Please update this story when PBOT reaches a consensus on imaginary goals and performance suggestions.

Michael M.
14 years ago

I don’t think Portland city government particularly likes being held to any actual promises of results, because that makes it easier just to forget that all the things the city likes to spend money on and all the people it likes to give sweetheart deals to aren’t really paying off.

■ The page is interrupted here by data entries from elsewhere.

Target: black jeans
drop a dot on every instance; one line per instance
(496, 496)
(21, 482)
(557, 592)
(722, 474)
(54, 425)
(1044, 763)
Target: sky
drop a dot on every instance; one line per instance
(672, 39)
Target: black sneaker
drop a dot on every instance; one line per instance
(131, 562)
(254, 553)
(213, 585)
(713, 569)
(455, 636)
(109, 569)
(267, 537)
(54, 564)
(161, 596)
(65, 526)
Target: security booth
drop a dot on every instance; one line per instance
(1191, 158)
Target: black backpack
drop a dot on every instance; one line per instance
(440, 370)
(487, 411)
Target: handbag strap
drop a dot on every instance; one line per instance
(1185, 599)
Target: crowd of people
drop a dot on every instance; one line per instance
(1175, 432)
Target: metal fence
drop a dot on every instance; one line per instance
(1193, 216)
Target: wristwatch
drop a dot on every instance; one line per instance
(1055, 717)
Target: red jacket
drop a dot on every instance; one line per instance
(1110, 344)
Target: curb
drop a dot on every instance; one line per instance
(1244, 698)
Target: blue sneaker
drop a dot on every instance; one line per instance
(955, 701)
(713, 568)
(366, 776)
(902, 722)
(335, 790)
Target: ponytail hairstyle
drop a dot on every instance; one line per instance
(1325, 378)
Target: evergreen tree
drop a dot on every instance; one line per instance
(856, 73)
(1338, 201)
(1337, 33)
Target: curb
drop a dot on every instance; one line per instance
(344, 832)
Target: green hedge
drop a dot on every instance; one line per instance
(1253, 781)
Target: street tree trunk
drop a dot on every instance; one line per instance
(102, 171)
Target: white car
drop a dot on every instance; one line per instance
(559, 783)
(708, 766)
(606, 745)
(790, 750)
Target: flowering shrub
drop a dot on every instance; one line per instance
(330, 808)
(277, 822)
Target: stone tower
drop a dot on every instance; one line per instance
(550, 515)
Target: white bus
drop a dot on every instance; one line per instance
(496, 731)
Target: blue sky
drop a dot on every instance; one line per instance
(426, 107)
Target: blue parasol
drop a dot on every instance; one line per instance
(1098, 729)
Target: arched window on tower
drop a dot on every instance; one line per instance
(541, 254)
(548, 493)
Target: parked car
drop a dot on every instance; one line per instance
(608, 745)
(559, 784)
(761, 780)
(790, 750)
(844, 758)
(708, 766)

Jarrett Walker has a really interesting and sobering look at how far Portland’s transit promises are from reality.

Look at SoWa — the rhetoric: supposed to be the epicenter of biotech, bringing hundreds/thousands of new jobs to Portland; the reality: a bunch of half-empty condo towers.

Sigh.

el timito
el timito
14 years ago

@#5…Since I take Sandy from about 52nd down to, through, and onto Burnside several times a week, around morning rush hour, I wonder if I need to have my IQ reevaluated.

Rather than stupidity, I prefer to consider it a childlike faith in humans’ better nature. Although I often hear an engine revving higher as a car passes me than strictly necessary, I almost never feel actual danger.

Perhaps we become inured to the sense of risk as we follow a path repeatedly. I remember being terrified of taking Greeley from Going to Interstate as I first followed my lovely and intrepid GF into town from St Johns. But with time those UPS trucks don’t really bother me that much. (Introspection about IQ test is repeated here.)

BTW, Ellen’s point about benchmarks is an instructive one. The Bicycle Master Plan adopted in 1996 and updated in ’98 lists these:
in 10 years – increase Inner Ptld bike mode share to 10%, whole city bike mode share to 6%, bike/motor vehicle crashes reduced by 10%;
in 15 years – Inner Ptld bike mode share to 15%, whole city to 10%; bike/motor vehicle crashes reduced by 20%.

Come to think of it, you don’t hear a lot because we largely achieved our 10 year goals. Nevermind.

Jackattak
Jackattak
14 years ago

el timito # 11 –

I apologize. I didn’t mean to call anyone “stupid”, including you.

It was a small quip from my Army days designed to keep soldiers from being so brave we get ourselves killed.

Keep cycling and making a point to the cars, indeed. We will win this race.